The web UI displays in English on first login.

Step 2: Add an EMR Druid cluster

  1. Choose Sources > Druid Clusters.

  2. Click the Add icon.

  3. In the Add Druid Cluster dialog box, configure the following parameters.

    Parameter Description
    Broker Host Enter emr-header-1. This value is fixed.
    Broker Port Enter 1 followed by the open-source Broker port number. For example, if the Broker port is 8082, enter 18082.
    Cluster Name Enter the name of the Druid cluster you created in the EMR console.

    Add Druid

  4. Click Save.

Step 3: Add a data source

  1. Choose Sources > Druid Datasources.

  2. Click the Add icon.

  3. In the Add Druid Datasource dialog box, configure the following parameters.

    Parameter Description
    Datasource Name Enter a name for the datasource.
    Cluster Select the EMR Druid cluster you added in the previous step.

    datasource

  4. Click Save. After saving, click the Edit icon to specify dimension columns and metric columns.

Step 4: Verify the connection

Click the datasource name to view the details of the EMR Druid cluster.

check-datasource

Access a Hive database from Superset

Superset uses SQLAlchemy to connect to relational databases and big data query engines, including MySQL, Oracle, PostgreSQL, Microsoft SQL Server, Hive, Presto, and Druid. Hive is installed by default on EMR Hadoop clusters.

For other supported database types, see the SQLAlchemy dialect documentation.

Step 1: Log in to Superset

Open the Superset web UI through your SSH tunnel. The default username and password are both admin.

Step 2: Add a Hive database

  1. Choose Sources > Databases.

  2. Click the Add icon.

  3. In the Add Database dialog box, configure the following parameters.

    Parameter Description
    Database Enter a name for the database connection.
    SQLAlchemy URI Enter hive://emr-header-1:10000/.

    DataBase

  4. Click Save.

Step 3: Add a table

  1. Choose Sources > Tables.

  2. Click the Add icon.

  3. In the Import a table definition dialog box, configure the following parameters.

    Parameter Description
    Database Select the database you added in the previous step.
    Table Name Enter the name of a table in that database. This example uses a table named test.

    add table

  4. Click Save.

Step 4: Query data

  1. Choose SQL Lab > SQL Editor.

  2. Select Hive JDBC Server as the database.

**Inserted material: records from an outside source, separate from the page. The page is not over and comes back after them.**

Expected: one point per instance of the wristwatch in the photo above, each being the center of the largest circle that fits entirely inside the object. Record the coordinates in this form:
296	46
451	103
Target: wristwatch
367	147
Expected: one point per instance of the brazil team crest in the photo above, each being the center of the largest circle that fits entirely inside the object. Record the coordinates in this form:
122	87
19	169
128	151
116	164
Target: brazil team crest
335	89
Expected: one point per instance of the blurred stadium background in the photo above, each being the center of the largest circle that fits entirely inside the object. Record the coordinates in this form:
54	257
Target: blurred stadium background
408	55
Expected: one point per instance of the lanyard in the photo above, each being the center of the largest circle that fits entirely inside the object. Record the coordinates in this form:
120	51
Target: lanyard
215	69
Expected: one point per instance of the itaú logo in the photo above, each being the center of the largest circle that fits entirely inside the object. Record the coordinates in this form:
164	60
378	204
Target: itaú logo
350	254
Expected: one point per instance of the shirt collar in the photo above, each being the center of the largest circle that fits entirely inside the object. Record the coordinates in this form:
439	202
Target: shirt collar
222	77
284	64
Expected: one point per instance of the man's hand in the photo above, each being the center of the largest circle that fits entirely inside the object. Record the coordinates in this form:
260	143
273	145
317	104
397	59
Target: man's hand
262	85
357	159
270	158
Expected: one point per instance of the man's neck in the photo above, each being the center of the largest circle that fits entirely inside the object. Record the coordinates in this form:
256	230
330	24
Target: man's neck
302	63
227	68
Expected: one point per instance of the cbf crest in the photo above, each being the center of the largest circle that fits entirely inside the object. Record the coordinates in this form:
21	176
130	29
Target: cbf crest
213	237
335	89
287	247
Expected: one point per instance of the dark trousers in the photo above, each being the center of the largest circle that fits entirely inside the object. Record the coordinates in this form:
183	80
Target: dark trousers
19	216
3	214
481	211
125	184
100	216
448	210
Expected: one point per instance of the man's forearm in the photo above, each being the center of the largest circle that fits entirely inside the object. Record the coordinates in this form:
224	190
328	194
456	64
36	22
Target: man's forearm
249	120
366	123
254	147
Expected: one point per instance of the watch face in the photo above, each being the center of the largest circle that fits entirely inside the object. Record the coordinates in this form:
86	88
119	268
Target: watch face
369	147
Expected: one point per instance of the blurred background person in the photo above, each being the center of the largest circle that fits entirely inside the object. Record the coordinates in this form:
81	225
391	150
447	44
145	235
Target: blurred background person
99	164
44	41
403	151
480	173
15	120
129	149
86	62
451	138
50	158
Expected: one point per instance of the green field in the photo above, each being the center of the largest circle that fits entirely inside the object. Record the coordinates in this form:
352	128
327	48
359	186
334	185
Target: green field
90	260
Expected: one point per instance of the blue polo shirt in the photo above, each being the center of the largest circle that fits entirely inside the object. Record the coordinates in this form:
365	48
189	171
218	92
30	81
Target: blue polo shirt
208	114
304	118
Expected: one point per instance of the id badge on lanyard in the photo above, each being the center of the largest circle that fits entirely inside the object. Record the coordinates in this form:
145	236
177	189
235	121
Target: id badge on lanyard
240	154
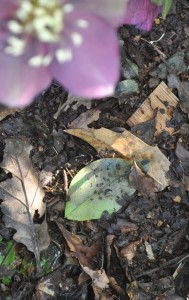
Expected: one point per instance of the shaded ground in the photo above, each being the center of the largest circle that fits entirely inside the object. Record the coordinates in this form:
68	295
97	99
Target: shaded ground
146	258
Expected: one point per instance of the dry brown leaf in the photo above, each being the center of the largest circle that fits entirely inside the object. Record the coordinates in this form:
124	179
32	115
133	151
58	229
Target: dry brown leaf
127	146
23	198
83	253
143	183
129	251
85	119
98	277
157	99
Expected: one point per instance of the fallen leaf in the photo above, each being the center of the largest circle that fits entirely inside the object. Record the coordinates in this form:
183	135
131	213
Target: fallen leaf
97	188
98	277
85	119
143	183
156	101
129	251
128	146
22	197
4	112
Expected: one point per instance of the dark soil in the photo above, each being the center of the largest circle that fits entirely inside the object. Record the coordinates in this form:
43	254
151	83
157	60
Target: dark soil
57	157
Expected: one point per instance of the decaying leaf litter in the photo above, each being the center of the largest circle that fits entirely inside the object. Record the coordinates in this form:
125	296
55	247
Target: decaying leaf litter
140	251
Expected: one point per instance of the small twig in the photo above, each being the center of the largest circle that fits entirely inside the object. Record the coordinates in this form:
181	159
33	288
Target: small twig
65	181
162	55
9	252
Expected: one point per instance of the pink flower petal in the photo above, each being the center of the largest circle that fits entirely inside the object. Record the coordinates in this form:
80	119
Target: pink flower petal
141	13
93	69
7	8
19	82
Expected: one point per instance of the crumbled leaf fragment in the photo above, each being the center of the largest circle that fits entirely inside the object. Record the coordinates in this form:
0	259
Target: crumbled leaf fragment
22	197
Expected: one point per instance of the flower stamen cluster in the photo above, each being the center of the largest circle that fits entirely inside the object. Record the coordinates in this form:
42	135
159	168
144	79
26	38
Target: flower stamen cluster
42	20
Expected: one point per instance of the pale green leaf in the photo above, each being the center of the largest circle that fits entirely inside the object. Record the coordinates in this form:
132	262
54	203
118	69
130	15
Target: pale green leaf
98	188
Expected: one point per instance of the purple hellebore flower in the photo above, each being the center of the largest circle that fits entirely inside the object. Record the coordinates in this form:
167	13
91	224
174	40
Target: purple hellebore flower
141	13
73	41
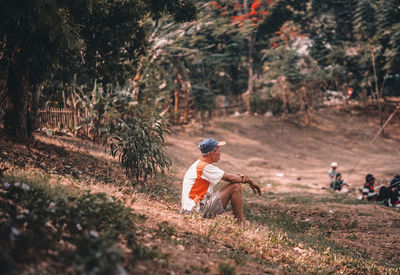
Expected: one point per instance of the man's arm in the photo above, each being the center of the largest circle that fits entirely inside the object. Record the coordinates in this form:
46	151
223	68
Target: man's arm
235	178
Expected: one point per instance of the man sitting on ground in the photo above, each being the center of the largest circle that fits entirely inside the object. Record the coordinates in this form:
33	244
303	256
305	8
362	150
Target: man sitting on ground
368	190
390	196
201	177
339	183
332	174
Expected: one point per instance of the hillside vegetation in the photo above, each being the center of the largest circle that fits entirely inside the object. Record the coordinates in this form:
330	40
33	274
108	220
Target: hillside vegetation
297	226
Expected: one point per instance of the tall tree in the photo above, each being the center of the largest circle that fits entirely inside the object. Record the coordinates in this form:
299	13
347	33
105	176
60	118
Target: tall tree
41	36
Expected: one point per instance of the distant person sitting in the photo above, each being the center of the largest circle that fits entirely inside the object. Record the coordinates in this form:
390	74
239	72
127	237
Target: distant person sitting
368	192
198	185
339	183
332	174
390	196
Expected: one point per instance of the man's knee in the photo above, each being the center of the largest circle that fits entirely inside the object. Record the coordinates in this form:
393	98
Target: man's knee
237	187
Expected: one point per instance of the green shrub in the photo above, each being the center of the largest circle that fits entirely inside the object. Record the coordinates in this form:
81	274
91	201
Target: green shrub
82	231
139	146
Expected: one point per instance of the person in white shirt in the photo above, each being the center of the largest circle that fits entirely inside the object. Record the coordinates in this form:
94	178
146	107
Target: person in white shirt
198	185
332	174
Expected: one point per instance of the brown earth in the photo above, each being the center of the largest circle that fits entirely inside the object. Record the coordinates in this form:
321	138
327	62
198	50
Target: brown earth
291	163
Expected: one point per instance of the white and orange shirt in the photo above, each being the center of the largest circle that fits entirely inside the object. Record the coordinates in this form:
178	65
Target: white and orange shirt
199	179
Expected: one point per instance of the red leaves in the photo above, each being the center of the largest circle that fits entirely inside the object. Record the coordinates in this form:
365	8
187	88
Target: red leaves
257	11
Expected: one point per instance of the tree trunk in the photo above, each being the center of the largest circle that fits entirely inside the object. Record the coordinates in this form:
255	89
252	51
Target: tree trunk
16	113
34	108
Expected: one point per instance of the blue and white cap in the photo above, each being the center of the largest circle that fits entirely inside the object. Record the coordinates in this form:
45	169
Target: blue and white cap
207	145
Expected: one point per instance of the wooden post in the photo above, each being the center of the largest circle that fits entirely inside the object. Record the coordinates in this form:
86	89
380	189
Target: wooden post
176	107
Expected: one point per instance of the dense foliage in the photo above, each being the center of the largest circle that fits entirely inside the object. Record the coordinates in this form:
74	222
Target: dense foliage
44	41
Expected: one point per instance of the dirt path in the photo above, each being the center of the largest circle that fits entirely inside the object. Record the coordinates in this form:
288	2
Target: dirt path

  3. Select default as the schema.

  4. Run your Hive query.

FAQ

The admin user sees "invalid login" on first login.

This happens on EMR clusters with a minor version earlier than V4.6 or V3.33. To fix this, run the following commands on the master node as the root user:

  1. Log in to the master node via SSH. For instructions, see Log on to a cluster.

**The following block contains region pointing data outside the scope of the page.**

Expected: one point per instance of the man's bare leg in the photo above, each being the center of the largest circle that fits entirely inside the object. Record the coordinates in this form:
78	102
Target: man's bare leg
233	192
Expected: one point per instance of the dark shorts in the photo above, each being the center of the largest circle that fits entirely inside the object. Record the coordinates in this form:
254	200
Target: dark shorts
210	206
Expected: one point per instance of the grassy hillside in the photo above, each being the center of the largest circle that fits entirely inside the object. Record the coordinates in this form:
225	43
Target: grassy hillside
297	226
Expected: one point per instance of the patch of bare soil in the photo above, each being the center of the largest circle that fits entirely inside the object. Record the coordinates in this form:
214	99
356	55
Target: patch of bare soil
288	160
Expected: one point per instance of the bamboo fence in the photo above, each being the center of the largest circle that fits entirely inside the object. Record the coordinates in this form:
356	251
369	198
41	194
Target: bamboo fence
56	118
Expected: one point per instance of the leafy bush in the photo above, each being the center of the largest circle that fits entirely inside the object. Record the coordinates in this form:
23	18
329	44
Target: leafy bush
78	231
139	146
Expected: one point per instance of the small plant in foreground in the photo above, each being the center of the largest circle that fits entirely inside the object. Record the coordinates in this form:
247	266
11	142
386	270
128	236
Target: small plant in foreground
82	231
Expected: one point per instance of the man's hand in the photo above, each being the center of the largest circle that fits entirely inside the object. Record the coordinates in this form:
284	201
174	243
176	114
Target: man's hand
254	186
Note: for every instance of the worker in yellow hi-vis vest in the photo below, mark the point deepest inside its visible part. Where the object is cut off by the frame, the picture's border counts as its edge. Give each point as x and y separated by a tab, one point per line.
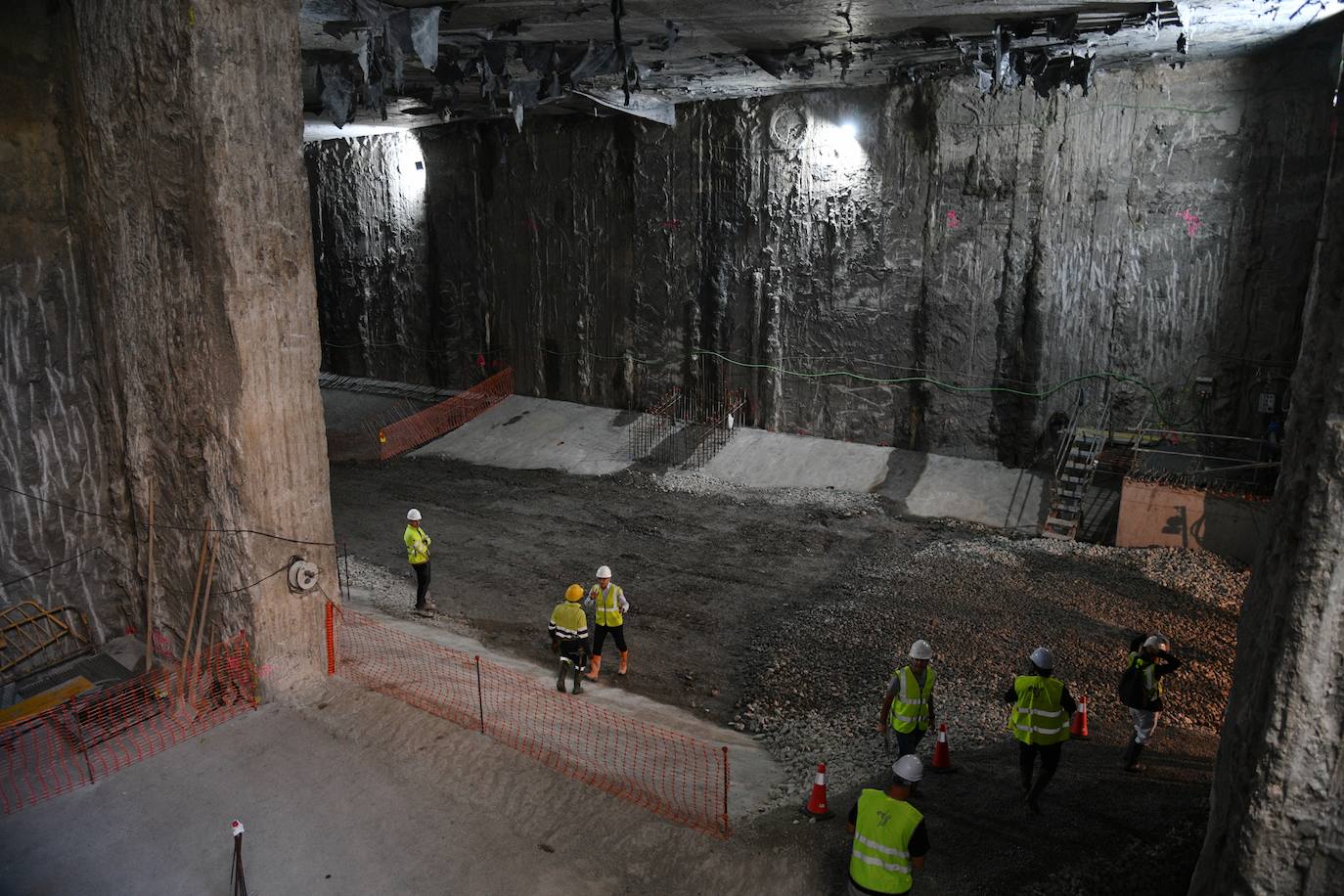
908	705
1041	713
568	637
417	553
890	841
609	608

  2. Activate the Superset environment:

    source /usr/lib/superset-current/bin/activate
  3. Create an admin account:

    superset fab create-admin

    Enter the username, first name, last name, email, password, and confirmation as prompted. The defaults are:

    Username [admin]:
    User first name [admin]:
    User last name [user]:
    Email [admin@fab.org]:
    Password:
    Repeat for confirmation:
  4. Initialize the database:

    superset db upgrade
  5. Initialize Superset:

    superset init

After these steps, create an SSH tunnel and log in with the account you just created.